While promoting his new novel, Purity, Jonathan Franzen responded to the constant accusations he receives about being sexist and also talked about the time he thought about adopting an Iraqi orphan so that he could understand millennials.

"I’m not a sexist," he said in an interview with The Guardian. "I am not somebody who goes around saying men are superior or that male writers are superior. In fact, I really go out of my way to champion women’s work that I think is not getting enough attention."

"None of that is ever enough," said the author. "Because a villain is needed. It’s like, there’s no way to make myself not male."

He said there's nothing left for him to do "except die — or, I suppose, retire and never write again."

Franzen predicted that a character in Purity is going to upset his feminist critics.
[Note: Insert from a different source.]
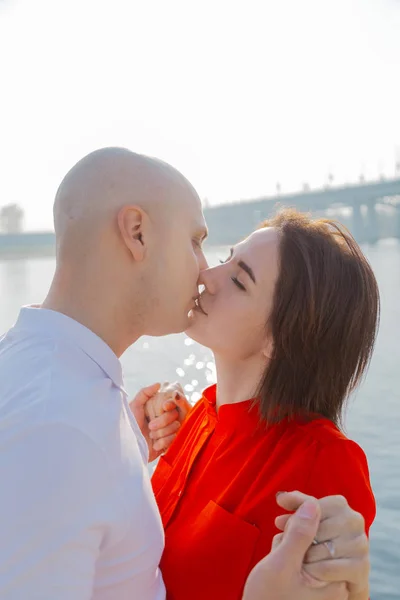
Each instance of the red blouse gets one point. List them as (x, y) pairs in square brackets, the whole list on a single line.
[(216, 488)]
The character is described by The Guardian as "a fanatical feminist who, among other things, forces her husband to urinate sitting down on the toilet to atone for his maleness."

“There’s a certain degree of glee in putting that stuff in the book,” said Franzen. "Because I know that if you are hostile, you will find ammunition."

During the interview, Franzen, 56, talked about how he and his partner were thinking about adopting an Iraqi war orphan when he was in his late 40s in order to understand the younger generation.

"Oh, it was insane, the idea that Kathy and I were going to adopt an Iraqi war orphan." He said the idea lasted "maybe six weeks."

"One of the things that had put me in mind of adoption was a sense of alienation from the younger generation," said Franzen. "They seemed politically not the way they should be as young people. I thought people were supposed to be idealistic and angry. And they seemed kind of cynical and not very angry. At least, not in any way that was accessible to me."

He said that he instead met up with university graduates, who "cured" him of his "anger at young people."

Franzen also addressed his 2011 flap with Oprah Winfrey in which he disparaged her show after she offered to include his novel The Corrections as part of her book club. "It was a tragic misunderstanding," Franzen said. "I blame myself, because I said things that were stupid. And hurt a number of people."

"I also blame Oprah," Franzen continued. "Because, from our very first conversation, it was clear we were not speaking the same language. I didn’t scream when she called me. I said, ‘Oh, hey.’ And was trying to talk like a media professional to a media professional. And she didn’t know what to do with that.”

Franzen feels that the talk show host was unable to break her public persona, adding: "And I think the fact that I was a white guy made that harder. And I think she was sensitive to any suggestion that I might be dissing her. And, of course, then I did diss her. But not before I’d had that experience.”

Franzen's book Purity will be released on Sept. 1.